In point of fact, A-Rod (in 26 postseason games) has outhit Ramirez (in 78 postseason games) by 74 points, .330 to .256, and in 11 postseason games this year had the same number of total runs (19) as Ramirez had in 14. But somehow A-Rod has been tagged as a guy who can't deliver in the clutch; it's a good thing Willie Mays, who batted .247 with one home run in 25 postseason games over his career, isn't playing today.

The whole bit about the farm system is also interesting because, as Belth notes, there has been precious little attention paid to sabermetrics and the role of Bill James in putting together the Red Sox. They're just a bunch of "idiots" who just love to play the game. Bull. They are a collection of players whose strengths and weaknesses were identified and analyzed in order to put the strongest team out there, based on their individual statistics over their respective careers.

Now, can the Red Sox maintain that championship caliber in the wake of new pressure to get back to the Serious (something the Yankees contend with every year, and have down so since, I don't know, Nineteen Twenty Three), while players with shiny new rings will want contracts commensurate with their success, and deal with fans who are now sentimental about Pedro, Varitek, Millar, Cabrera, etc.?

Meanwhile the Yankees (who by the way, I consider the home team for the Reality-based community) are in the news.

Derek Jeter, despite relentless criticism of his fielding over the years, finally earns a Gold Glove.

All-around mensch, and Brooklyn-native, Willie Randolph will be leaving Joe Torre's side as Yankee bench coach to be the new manager of the Metropolitans.

And the era of Mel Stottlemyre, the pitching coach who cajoled, flattered, criticized, and befriended some of the best assembled pitching staffs in history from 1996-2003, may be coming to an end (Stottlemyre denies this). 2004 did not count as a great pitching staff, by any means, and that probably wore him out, and he had to hear the bitter complaints about him in the NY sports press, that he couldn't "fix" Javier Vazquez and was no good with young pitchers like Weaver.
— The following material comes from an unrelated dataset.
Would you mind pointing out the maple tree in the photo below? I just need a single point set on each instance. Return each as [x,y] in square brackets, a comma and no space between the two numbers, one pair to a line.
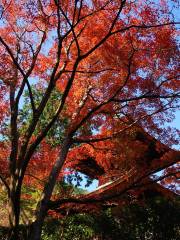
[89,72]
But I think when pitchers such as Clemens, Pettite, David Cone, Mike Mussina, Mariano Rivera, etc. speak of the man with reverence, I think he's got to be pretty good.

And, finally, in Hot Stove news this morning, will Alfonso Soriano and David Wells be donning the pinstripes again? Inquiring minds want to know! Soriano is an exciting player who makes too many errors and strikes out too often, but he's an explosive upgrade over Miguel Cairo. Cairo was great this year, but definitely played above his career level. David Wells has about 350 pounds on a frame that's about as old as Babe Ruth's, but he's still a crafty, much needed lefty and much loved by the NY fans.